Full electric drive solutions at a glance

+

Very good efficiency

+

No pollutant emissions due to fuel combustion

+

Environmentally friendly and quiet in operation

+

Reuse of the brake energy

+

More and more fast-loading stations available

+

Higher service life because fewer wear parts

Fully electric drive solutions for utility vehicles: Technology and application examples

Fully electric drive solutions are drive solutions that are completely electrically implemented and therefore do not draw any energy from a combustion engine at all.

In addition to the electric motor and various drive components, fully electric drive systems mainly consist of an electrical energy store – in most cases, a battery is used, but supercapacitors and fuel cells are also possible here. The inverter (e.g., VECTOPOWER from ARADEX), which is located between the energy store and the electric motor and which always supplies the electric motor with the current frequencies adapted to the particular driving situation, is of central importance – this is also the essential efficiency advantage of electric motors over internal combustion engines. In combination with high-performance inverters, electric motors can achieve extremely high efficiency levels of well over 90%.

Advantages and disadvantages of electric drives

Fully electric drive systems achieve enormous efficiency levels of up to 99%. However, such a high efficiency requires a state-of-the-art inverter, e.g., the VECTOPOWER from ARADEX, that optimizes the interaction between the energy store and the motor. The difference in efficiency from the internal combustion engine is particularly great in the partial load range, especially in urban traffic, where frequent braking and acceleration is necessary.
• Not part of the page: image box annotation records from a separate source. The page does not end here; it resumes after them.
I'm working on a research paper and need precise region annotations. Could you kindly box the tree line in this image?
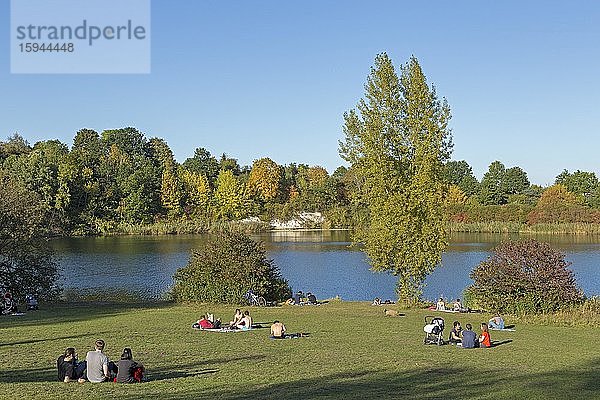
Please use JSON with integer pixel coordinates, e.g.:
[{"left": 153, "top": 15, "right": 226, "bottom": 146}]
[
  {"left": 0, "top": 128, "right": 600, "bottom": 235},
  {"left": 445, "top": 160, "right": 600, "bottom": 225},
  {"left": 0, "top": 128, "right": 347, "bottom": 234}
]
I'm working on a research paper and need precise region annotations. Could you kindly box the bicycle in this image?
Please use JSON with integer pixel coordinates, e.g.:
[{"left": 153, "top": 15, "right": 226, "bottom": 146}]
[{"left": 244, "top": 290, "right": 267, "bottom": 307}]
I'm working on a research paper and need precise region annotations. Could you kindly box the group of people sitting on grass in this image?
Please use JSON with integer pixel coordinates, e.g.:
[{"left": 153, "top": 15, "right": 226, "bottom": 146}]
[
  {"left": 56, "top": 339, "right": 145, "bottom": 383},
  {"left": 192, "top": 308, "right": 252, "bottom": 330},
  {"left": 448, "top": 321, "right": 492, "bottom": 349}
]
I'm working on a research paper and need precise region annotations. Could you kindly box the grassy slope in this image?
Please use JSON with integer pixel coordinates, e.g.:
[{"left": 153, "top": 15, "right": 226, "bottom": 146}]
[{"left": 0, "top": 302, "right": 600, "bottom": 400}]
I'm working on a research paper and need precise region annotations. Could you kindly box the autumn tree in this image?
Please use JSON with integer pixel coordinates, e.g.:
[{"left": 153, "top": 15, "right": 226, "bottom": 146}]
[
  {"left": 214, "top": 170, "right": 246, "bottom": 220},
  {"left": 247, "top": 158, "right": 282, "bottom": 202},
  {"left": 555, "top": 169, "right": 600, "bottom": 207},
  {"left": 467, "top": 239, "right": 583, "bottom": 314},
  {"left": 179, "top": 168, "right": 210, "bottom": 216},
  {"left": 445, "top": 160, "right": 479, "bottom": 196},
  {"left": 183, "top": 147, "right": 221, "bottom": 185},
  {"left": 527, "top": 185, "right": 593, "bottom": 224},
  {"left": 340, "top": 53, "right": 451, "bottom": 301},
  {"left": 0, "top": 173, "right": 58, "bottom": 300}
]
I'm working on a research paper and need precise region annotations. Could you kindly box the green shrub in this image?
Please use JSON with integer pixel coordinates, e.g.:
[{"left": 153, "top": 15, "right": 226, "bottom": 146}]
[
  {"left": 173, "top": 232, "right": 291, "bottom": 304},
  {"left": 467, "top": 239, "right": 583, "bottom": 314}
]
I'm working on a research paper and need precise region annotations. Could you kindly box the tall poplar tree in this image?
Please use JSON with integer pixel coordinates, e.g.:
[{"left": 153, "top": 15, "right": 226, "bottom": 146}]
[{"left": 340, "top": 53, "right": 452, "bottom": 302}]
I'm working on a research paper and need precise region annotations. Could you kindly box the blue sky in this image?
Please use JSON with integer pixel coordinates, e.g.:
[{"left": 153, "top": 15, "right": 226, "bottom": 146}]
[{"left": 0, "top": 0, "right": 600, "bottom": 185}]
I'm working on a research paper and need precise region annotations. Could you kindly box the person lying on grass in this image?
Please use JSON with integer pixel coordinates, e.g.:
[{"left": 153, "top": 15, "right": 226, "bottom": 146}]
[
  {"left": 271, "top": 320, "right": 285, "bottom": 339},
  {"left": 229, "top": 308, "right": 244, "bottom": 327}
]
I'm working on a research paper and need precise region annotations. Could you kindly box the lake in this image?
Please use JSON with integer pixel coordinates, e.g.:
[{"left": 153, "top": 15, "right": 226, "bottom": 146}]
[{"left": 53, "top": 231, "right": 600, "bottom": 300}]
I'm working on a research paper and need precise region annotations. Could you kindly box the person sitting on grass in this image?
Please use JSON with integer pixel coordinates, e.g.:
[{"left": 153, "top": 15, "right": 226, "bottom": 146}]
[
  {"left": 116, "top": 347, "right": 144, "bottom": 383},
  {"left": 435, "top": 297, "right": 446, "bottom": 311},
  {"left": 462, "top": 324, "right": 477, "bottom": 349},
  {"left": 229, "top": 308, "right": 244, "bottom": 327},
  {"left": 448, "top": 321, "right": 462, "bottom": 344},
  {"left": 194, "top": 315, "right": 215, "bottom": 329},
  {"left": 2, "top": 292, "right": 18, "bottom": 315},
  {"left": 236, "top": 310, "right": 252, "bottom": 331},
  {"left": 479, "top": 322, "right": 492, "bottom": 348},
  {"left": 488, "top": 314, "right": 504, "bottom": 329},
  {"left": 85, "top": 339, "right": 117, "bottom": 383},
  {"left": 271, "top": 320, "right": 285, "bottom": 339},
  {"left": 56, "top": 347, "right": 86, "bottom": 383}
]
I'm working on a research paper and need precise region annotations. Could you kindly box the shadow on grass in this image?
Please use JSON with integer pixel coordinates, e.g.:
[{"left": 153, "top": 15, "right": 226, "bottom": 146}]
[
  {"left": 148, "top": 354, "right": 266, "bottom": 381},
  {"left": 0, "top": 332, "right": 107, "bottom": 347},
  {"left": 148, "top": 368, "right": 219, "bottom": 381},
  {"left": 116, "top": 362, "right": 600, "bottom": 400}
]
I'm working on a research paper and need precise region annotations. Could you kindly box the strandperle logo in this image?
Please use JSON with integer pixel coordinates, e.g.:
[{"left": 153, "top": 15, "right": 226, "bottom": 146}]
[
  {"left": 17, "top": 19, "right": 146, "bottom": 46},
  {"left": 10, "top": 0, "right": 150, "bottom": 74}
]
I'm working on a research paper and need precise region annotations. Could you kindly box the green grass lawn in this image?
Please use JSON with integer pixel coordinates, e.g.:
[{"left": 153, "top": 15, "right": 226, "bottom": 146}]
[{"left": 0, "top": 302, "right": 600, "bottom": 400}]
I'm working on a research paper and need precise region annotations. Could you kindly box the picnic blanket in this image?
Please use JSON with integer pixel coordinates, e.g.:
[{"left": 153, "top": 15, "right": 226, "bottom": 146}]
[
  {"left": 192, "top": 323, "right": 262, "bottom": 333},
  {"left": 269, "top": 332, "right": 310, "bottom": 340}
]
Fully electric drive systems are also technically simple and require hardly any maintenance, since the combustion engine, tank, and gear box can be completely omitted. In the braking process, the brake energy is partially fed back into the battery, which is called recuperation. Electric drives have higher speeds and voltages, lower weight, lower CO2 emissions, and a higher reliability than systems with internal combustion engines.

The disadvantages of fully electric drive systems are the comparatively high purchase costs due to the battery as well as an infrastructure that is not yet available everywhere. As a rule, the high purchase costs are amortized within a few years, since it is many times cheaper to charge a battery than refuel with fossil fuels.

For infrastructure reasons, an electric drive requires more precise planning. In urban areas, and especially for vehicles whose load profile is predictable and foreseeable (e.g., a transit bus), it is fairly easy to schedule time for recharging the battery (e.g., at night). At present, the range is still limited to a few hundred kilometers – however, battery technology is swiftly improving, which is why more powerful batteries and thus a longer range are expected in the coming years.

Fully electric drive systems are the most climate and environmentally friendly drive systems, since they are free from harmful emissions (provided they are operated with green electricity) and quiet to operate.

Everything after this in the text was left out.